On a good note, I have noticed small changes in my relationship with my teenage daughter, not that we had any real issues, but she is a teenager, lol. Everyday, I have been writing the topic of the love dare on a whiteboard in the kitchen and I believe it is giving her food for thought.

  • There's no problem with voicing you opinion. It's just HOW you voice your opinion that matters. Then if he really wants to do something is it going to be that bad? Make sure your own pride due to selfish desires isn't getting in the way. I know that's what I was like for years.

    Many times it won't matter how you say something to him. It's how he perceives it. Think about that before voicing your opinion. Tell him you like his idea and that you also have an idea you would like him to listen to and see what happens.

    Since I was baptized seven months ago and started The Love Dare last month I have seen my relationship grow with my children because I am so much more patient and understanding even with them. God's presence in your life will reap so many benefits. It starts by making you a better person that people will have no choice but to love.

    "To speak evil of no one, to avoid quarreling, to be gentle, and to show perfect courtesy toward all people. "

    Titus 3:2

  • Next time, do the dare.  Do all the dares as intended, without manipulating or  changing them in any way.  

    That's a neat idea about writing the dares down for her and you to see each day.  Would you be able to take a minute or two each day to discus the topic?  But, keep in mind if she shares what you write down with him, he may use it against you in some way, especially if he figures out you are doing the dares.

  • Because he may view it as you doing a step by step guide to influence him and win him back.  If he brings it  up, let him know you are on a journey with Christ and this is a way you are growing closer to Him.  

    But, don't not share with the daughter because of the possible concern if he finds out.  and if he does, and if he  uses it against you, it  will be short lived.  

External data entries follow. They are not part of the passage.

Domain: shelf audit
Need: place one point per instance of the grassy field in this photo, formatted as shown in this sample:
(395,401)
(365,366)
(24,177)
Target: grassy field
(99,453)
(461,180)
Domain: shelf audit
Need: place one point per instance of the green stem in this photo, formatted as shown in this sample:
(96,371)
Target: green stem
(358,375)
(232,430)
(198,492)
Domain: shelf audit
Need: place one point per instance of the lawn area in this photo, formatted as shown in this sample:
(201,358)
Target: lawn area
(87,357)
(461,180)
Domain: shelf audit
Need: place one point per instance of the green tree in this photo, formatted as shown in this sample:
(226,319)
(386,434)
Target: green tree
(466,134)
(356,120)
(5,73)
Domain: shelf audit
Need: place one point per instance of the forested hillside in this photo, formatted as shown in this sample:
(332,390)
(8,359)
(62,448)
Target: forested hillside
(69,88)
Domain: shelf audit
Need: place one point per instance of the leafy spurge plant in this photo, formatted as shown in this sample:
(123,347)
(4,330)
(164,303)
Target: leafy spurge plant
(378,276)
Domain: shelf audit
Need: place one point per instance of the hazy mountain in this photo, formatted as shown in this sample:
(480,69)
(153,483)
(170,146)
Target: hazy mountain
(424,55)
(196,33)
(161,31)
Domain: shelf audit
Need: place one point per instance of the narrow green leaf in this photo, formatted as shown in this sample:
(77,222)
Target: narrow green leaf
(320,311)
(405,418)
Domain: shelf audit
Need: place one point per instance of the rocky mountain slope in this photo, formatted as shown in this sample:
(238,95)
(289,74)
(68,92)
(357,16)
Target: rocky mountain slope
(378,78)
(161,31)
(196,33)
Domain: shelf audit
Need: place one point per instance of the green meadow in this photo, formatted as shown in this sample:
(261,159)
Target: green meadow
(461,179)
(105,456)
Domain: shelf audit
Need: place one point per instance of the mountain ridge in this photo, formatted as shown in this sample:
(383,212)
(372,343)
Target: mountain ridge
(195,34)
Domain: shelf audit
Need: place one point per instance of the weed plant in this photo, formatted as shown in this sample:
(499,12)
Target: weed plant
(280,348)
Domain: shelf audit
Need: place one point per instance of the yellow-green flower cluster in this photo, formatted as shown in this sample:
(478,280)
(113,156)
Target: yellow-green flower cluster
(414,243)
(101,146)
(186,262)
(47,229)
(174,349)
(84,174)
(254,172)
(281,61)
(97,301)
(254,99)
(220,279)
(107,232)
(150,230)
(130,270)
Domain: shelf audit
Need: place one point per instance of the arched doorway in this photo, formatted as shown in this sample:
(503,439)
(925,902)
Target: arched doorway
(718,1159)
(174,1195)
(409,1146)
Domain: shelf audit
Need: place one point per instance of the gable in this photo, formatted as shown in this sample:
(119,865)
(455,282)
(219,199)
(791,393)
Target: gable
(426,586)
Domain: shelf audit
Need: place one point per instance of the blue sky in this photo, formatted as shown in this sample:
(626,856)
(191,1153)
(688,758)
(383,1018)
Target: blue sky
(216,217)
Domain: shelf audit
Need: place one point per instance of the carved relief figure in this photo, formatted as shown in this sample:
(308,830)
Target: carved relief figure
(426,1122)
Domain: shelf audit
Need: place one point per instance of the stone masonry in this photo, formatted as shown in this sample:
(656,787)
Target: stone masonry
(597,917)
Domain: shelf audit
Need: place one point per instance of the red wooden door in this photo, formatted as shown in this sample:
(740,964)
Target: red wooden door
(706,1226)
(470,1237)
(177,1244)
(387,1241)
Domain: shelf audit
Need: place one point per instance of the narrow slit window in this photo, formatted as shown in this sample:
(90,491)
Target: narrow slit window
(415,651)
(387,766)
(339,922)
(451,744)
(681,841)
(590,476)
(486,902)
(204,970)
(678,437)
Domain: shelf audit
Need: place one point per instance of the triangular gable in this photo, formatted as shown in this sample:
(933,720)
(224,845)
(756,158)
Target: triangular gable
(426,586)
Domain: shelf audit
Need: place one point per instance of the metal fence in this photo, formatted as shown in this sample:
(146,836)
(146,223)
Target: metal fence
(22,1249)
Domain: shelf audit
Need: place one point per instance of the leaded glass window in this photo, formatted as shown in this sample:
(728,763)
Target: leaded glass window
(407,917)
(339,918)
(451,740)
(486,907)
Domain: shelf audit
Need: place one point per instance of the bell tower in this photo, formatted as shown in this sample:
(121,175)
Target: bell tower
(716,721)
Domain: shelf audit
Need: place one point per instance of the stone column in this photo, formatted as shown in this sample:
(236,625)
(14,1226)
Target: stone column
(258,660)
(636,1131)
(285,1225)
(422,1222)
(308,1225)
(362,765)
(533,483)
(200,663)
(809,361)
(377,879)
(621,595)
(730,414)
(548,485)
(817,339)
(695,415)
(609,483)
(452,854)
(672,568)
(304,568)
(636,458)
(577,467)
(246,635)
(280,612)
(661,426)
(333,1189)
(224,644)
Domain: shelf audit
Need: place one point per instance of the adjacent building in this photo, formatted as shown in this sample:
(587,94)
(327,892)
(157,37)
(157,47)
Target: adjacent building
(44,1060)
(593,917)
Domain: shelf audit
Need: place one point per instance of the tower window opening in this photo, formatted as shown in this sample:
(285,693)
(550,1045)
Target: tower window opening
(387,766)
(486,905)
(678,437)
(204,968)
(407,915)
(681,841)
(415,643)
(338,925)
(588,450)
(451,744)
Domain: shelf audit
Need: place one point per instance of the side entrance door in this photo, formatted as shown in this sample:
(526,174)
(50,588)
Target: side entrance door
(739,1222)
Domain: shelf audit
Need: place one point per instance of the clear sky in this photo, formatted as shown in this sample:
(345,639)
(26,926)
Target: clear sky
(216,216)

  • Okay Tim, since it is still technically my day 5, I took your advice and sent him a text asking him to tell me the three things. I'm feeling pretty anxious over it because I know he doesn't want to hear from me, but you were right, I have to complete the dares to the best of my ability for my own sake. Thank you!

  • that's great you took the dare a step further.  But next time take it a step further yet and ask if not  able to  in person, ask over the phone, even if you know he won't answer, leave a voice mail.  

    Do not fear his reaction.  He will be over it  in minutes, hours, or  a couple  days max, at least that's been what  typically happens.  Fear is not of God.  Doing this  to grow in Christ, have faith He is covering you in all of this.  I know, it gets scary, but overcome that fear and you will be glad you did no matter his reaction.  And if he reacts negatively at first, that serves purpose, in that Christ can use that to  convict him.  

    I do like the  idea of writing down the days dare or the summary of the dare for the daughter.

  • Initially, when I started writing down the dare, it was to remind myself. My daughter doesn't even know I'm doing the dares. But she sees these random messages, "love is patient", "love is not selfish", etc. change everyday, and she sees the transformation in me. I'm thankful for this opportunity to show her what love is supposed to be, and to break the cycle of generations being poor examples.